La dichiarazione nasce da un dettaglio emerso alla Gamescom: nella versione mostrata del gioco compariva l’icona della fazione, senza che fosse stato documentato uno scontro diretto con le sue unità. A Petry è stato quindi chiesto se il cambio di schieramento comportasse differenze in battaglia rispetto alla Guardia Imperiale o fosse soltanto estetico.
Lo sviluppatore ha risposto descrivendo il ruolo di queste presenze ostili sulla mappa, fermandosi prima di entrare nelle caratteristiche delle truppe. Il punto confermato riguarda dunque i nemici della campagna. La lista delle quattro fazioni giocabili annunciate per l’esordio comprende invece Space Marine, Astra Militarum, Orki e Aeldari, ciascuna con stili e sfide differenti.

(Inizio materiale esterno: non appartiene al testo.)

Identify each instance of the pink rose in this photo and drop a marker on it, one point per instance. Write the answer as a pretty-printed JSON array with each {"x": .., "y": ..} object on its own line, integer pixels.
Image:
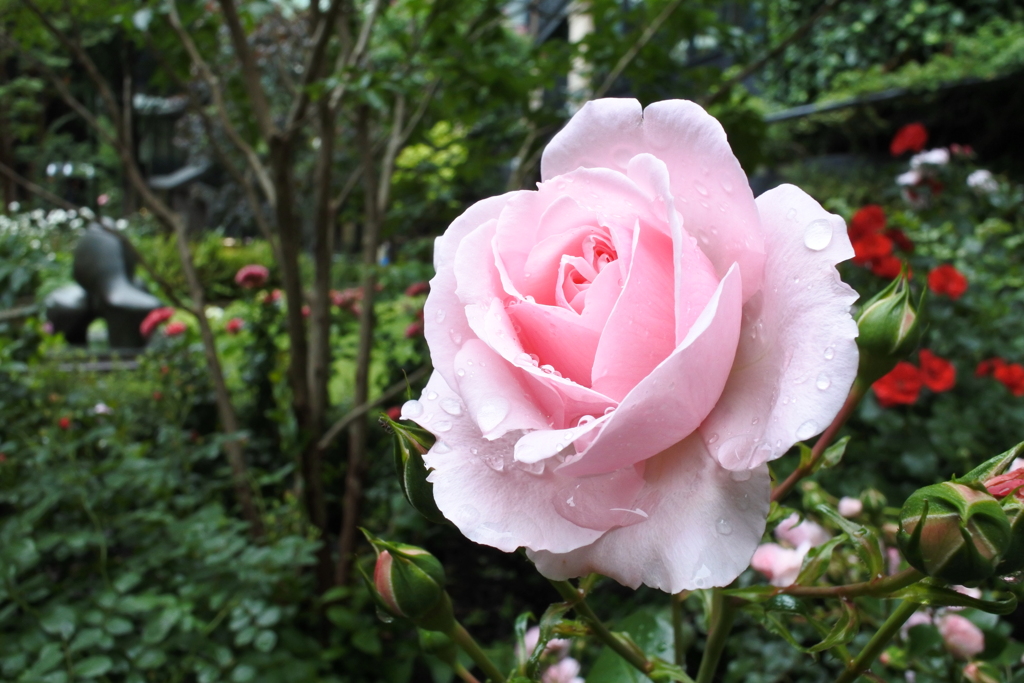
[
  {"x": 961, "y": 636},
  {"x": 620, "y": 352}
]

Nella serie esiste già un precedente per eserciti presenti sulla mappa prima di diventare selezionabili. Nel primo Total War: Warhammer, Bretonnia figurava nella campagna fin dall’uscita, ma divenne giocabile l’anno successivo, dopo l’ampliamento delle sue unità.
Per il nuovo strategico, Creative Assembly ha già confermato l’intenzione di aggiungere altre fazioni dopo il lancio. Gli Space Marine del Caos figurano nei piani dello studio per un momento successivo all’uscita: il loro arrivo è quindi separato dalla presenza della Guardia Traditrice descritta da Petry. L’obiettivo dichiarato dagli autori è realizzare un’esperienza di riferimento per questo universo.
Annunciato per PC, PS5 e XBOX Series X|S, Total War: Warhammer 40,000 porta la formula della saga nell’Era Indomitus e segna il debutto della serie sulle due famiglie di console. La struttura combina strategia a turni e battaglie in tempo reale, con una guerra su scala galattica che permette di conquistare pianeti, potenziare la flotta e gestire le risorse.
Gli eserciti comprenderanno fanteria, carri armati, camminatori e grandi macchine da guerra. È prevista anche la personalizzazione delle forze, dal nome ai colori e all’araldica, fino ai tratti e alle tattiche. Il progetto prosegue la collaborazione con Games Workshop, che il direttore del gioco Attila Mohacsi ha indicato come un rapporto lungo oltre quindici anni.